The worker reads the full payload from S3 at processing time. This pattern is documented as an OJS extension.

## Observability

### OpenTelemetry

The server supports distributed tracing via OpenTelemetry. Set the following environment variable to enable:

```bash
export OTEL_EXPORTER_OTLP_ENDPOINT=http://localhost:4317
```

Traces are exported in OTLP format over gRPC. Compatible with Jaeger, Zipkin, Grafana Tempo, and any OTLP-compatible collector.

You can also use the legacy env vars `OJS_OTEL_ENABLED=true` and `OJS_OTEL_ENDPOINT` for explicit control.
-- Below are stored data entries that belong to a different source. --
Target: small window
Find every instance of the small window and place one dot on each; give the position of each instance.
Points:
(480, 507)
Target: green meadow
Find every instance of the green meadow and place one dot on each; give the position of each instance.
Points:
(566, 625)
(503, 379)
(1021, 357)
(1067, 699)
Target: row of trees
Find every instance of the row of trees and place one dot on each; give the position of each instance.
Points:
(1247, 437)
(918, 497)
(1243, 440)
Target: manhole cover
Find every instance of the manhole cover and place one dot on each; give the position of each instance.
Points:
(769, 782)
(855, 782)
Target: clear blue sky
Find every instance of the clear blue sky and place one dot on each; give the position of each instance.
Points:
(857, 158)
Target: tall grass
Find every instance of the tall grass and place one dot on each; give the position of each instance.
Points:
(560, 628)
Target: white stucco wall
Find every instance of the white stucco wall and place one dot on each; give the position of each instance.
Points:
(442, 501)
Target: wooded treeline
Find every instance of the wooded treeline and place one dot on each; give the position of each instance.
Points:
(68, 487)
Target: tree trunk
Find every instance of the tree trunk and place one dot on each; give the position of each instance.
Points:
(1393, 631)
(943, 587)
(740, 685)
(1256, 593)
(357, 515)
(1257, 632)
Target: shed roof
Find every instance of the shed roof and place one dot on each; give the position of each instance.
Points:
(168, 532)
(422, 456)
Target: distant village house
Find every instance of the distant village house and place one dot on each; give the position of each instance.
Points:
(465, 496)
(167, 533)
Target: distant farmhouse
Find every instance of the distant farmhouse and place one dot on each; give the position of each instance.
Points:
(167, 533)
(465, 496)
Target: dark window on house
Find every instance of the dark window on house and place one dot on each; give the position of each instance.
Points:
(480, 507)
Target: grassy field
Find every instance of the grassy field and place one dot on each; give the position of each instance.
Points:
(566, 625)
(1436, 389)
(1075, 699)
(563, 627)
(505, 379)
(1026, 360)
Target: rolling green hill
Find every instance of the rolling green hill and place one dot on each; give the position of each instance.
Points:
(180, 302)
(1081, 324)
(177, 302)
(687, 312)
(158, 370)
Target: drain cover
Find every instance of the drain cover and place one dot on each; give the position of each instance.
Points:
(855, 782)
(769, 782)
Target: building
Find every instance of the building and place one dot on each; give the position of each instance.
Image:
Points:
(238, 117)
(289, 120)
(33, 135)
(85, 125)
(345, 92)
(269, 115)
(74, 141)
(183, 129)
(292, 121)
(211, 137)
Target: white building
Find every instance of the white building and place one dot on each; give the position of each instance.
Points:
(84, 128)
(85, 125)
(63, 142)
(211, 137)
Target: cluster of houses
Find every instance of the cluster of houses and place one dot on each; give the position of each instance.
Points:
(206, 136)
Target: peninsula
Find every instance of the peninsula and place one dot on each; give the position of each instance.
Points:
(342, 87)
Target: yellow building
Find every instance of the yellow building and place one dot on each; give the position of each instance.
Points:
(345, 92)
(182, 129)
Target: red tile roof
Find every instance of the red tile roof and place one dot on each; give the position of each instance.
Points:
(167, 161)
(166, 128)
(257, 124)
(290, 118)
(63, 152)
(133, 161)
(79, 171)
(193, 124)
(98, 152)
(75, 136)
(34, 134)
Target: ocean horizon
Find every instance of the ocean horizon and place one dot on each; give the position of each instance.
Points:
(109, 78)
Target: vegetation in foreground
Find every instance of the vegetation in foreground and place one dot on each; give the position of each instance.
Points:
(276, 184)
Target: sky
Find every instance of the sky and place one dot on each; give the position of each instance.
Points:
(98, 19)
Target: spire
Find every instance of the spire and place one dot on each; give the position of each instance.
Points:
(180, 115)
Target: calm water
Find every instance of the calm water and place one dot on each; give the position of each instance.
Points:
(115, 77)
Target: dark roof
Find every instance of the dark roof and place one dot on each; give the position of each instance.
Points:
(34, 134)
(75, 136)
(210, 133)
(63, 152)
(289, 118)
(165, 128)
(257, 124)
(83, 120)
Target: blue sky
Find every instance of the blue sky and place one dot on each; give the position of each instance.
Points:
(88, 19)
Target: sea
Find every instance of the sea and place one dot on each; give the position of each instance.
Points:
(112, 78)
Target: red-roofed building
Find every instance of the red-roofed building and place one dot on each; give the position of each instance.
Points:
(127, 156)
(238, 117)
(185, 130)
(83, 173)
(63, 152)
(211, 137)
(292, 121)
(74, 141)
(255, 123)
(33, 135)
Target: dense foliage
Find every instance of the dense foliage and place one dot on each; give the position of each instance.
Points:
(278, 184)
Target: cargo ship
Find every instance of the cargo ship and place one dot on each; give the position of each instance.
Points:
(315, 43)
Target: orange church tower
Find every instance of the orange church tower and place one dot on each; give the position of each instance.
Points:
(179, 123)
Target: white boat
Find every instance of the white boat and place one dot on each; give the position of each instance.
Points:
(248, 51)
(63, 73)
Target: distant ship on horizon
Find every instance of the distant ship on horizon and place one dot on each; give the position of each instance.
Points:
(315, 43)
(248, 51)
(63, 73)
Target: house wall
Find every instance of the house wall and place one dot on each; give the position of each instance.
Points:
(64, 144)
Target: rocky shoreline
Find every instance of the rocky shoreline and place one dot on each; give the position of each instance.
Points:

## Production Deployment Notes

- **Rate limiting**: This server does not enforce request rate limits. Place a reverse proxy (e.g., Nginx, Envoy, or a cloud load balancer) in front of the server to add rate limiting in production.
- **Authentication**: Set `OJS_API_KEY` to require Bearer token auth on all endpoints. For local-only testing, set `OJS_ALLOW_INSECURE_NO_AUTH=true`.
- **TLS**: Terminate TLS at a reverse proxy or load balancer rather than at the application level.

## License

Apache-2.0 — see [LICENSE](LICENSE).